Where's Quiller when we need him?5
Elleston Trevor honored me with a rare author's proof and I have a particularly soft spot for this Q caper, not least because it demonstrates his nom-de-plume Adam Hall's absolute determination to give readers full value, starting with each story sending Q down an even more suicidal hole than the one before.

Of all the adventures, 'Solitaire' is the one that most resoundingly drives home a lesson taught by 9/11, namely that you can wire and bureaucratise your spook setup all you like, but it counts for naught unless you have the requisite 'ferrets' working the dark side and able to deliver the right intelligence for the automatons to crunch.

This is an assignment Q wants - badly. He owes a man a death and he'll get it. Mission: thwart a terrorist group, for which (as so often) Q needs to be drawn into the opposition's den.

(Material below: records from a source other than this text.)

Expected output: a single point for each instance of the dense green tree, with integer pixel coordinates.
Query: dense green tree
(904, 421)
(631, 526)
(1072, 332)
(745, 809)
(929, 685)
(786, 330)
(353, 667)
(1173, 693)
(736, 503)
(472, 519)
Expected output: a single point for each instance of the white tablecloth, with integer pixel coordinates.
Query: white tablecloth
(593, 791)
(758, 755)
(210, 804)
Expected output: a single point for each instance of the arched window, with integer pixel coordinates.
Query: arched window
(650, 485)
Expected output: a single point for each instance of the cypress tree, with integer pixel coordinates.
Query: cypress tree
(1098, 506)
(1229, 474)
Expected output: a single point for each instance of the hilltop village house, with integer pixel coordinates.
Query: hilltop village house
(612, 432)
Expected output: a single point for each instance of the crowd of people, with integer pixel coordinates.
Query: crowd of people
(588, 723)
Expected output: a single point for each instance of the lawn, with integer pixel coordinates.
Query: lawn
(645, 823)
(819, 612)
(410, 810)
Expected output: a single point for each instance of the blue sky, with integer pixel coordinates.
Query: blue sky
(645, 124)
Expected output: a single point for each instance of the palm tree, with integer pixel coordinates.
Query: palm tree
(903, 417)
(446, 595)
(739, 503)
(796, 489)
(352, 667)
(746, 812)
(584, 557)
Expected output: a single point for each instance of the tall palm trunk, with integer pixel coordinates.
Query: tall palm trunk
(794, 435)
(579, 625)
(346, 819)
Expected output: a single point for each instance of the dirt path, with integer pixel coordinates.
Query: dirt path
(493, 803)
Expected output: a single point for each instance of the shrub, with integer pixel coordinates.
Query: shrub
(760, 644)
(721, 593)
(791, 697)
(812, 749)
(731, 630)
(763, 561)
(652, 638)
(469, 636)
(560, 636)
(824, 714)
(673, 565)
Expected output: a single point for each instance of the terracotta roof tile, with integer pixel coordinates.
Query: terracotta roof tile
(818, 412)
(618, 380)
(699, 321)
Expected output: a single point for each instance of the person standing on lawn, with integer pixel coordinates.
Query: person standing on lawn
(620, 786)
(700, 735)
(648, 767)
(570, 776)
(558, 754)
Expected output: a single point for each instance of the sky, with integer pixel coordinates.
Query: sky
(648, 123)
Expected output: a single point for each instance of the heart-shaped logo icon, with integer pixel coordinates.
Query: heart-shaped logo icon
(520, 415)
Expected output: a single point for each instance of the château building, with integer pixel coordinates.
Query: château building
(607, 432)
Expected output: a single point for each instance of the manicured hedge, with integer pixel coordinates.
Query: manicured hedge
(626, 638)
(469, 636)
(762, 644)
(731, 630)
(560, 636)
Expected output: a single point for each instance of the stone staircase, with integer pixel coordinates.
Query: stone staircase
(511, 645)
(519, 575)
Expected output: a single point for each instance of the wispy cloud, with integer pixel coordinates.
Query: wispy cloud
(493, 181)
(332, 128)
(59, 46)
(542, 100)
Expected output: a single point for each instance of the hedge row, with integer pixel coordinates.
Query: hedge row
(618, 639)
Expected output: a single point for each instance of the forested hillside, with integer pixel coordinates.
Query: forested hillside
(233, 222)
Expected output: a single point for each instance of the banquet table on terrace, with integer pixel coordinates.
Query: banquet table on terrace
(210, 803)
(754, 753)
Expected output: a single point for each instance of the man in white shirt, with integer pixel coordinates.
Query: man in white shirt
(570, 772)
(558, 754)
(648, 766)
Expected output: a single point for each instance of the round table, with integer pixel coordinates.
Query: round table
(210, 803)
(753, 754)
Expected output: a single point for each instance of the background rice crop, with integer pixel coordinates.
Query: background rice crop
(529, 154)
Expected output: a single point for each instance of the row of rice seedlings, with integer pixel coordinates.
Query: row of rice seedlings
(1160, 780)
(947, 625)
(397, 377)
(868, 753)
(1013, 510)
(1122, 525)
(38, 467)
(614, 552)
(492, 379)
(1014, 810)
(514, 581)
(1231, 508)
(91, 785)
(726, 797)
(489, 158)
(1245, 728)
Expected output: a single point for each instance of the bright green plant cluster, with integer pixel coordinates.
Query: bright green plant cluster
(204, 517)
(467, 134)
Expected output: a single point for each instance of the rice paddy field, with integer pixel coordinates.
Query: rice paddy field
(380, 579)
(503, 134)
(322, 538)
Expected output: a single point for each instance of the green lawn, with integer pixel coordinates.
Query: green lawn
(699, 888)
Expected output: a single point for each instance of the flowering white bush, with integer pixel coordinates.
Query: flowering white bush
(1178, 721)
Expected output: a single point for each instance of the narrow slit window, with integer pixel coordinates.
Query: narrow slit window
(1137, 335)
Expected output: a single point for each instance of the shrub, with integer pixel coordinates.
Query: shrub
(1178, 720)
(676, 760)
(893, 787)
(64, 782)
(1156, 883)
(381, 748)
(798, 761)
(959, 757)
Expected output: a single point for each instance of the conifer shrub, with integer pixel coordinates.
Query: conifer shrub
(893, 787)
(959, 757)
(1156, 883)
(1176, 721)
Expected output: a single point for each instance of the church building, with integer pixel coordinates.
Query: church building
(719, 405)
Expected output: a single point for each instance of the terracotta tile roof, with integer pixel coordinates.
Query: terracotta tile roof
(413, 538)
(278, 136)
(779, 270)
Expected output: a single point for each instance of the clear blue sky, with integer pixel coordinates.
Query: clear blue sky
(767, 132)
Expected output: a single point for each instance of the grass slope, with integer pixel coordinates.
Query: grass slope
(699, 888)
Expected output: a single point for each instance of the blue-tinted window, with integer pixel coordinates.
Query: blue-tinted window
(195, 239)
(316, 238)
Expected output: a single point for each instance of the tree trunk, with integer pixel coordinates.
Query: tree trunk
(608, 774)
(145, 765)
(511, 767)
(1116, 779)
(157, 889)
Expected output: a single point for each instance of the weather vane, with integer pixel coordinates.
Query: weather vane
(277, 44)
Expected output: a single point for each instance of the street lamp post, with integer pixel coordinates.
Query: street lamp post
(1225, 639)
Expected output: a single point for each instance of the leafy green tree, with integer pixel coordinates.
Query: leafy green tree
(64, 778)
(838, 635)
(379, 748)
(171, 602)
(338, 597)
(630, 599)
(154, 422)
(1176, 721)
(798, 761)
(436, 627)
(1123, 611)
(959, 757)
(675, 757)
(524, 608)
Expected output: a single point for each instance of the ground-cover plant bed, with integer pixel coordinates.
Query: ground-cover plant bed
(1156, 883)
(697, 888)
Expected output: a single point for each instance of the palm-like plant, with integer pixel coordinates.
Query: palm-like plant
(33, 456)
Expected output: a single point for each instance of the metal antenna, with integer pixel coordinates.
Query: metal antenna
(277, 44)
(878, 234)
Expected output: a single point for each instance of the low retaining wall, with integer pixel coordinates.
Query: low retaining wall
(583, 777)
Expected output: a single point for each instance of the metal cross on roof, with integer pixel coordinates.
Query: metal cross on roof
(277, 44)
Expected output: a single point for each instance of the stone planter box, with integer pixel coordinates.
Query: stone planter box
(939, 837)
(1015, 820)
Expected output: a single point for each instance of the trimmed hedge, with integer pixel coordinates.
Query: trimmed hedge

The 9/11 connection takes the form of Quiller aboard a jetliner with only seconds to defuse a bomb.

My opinion is neither here nor there: everything this spymaster poet delivered was exquisite and brutal and this is one of his best. With book trade heros like Otto Penzler doing their thing, we'll perhaps see Hall recognized for the master he is, and a new generation of readers flock to the Quilliad.

Full marks to Amazon's editors of these reviews to permit the link to the fine homage page to Trevor's work.

Anyone who enjoys top-rate thrillers and hasn't yet discovered Quiller is in for a major treat.



More info on Quiller series at www.quiller.net fan site5
There is a lot more info on the Quiller series at www.quiller.net, a fan site.

One of the best thrillers I have ever read5
This was the first "Quiller" novel I have read and I would recommend it to anyone who enjoys a "thinking persons" book. It read a chapter at a time only to be put down to absorb the logic and planning of Quiller. I won't give anything away, but reading Robert Littel's endorsement was chilling...if the CIA didn't read this book, perhaps some others did. This is a good read and I hope you enjoy it as I did.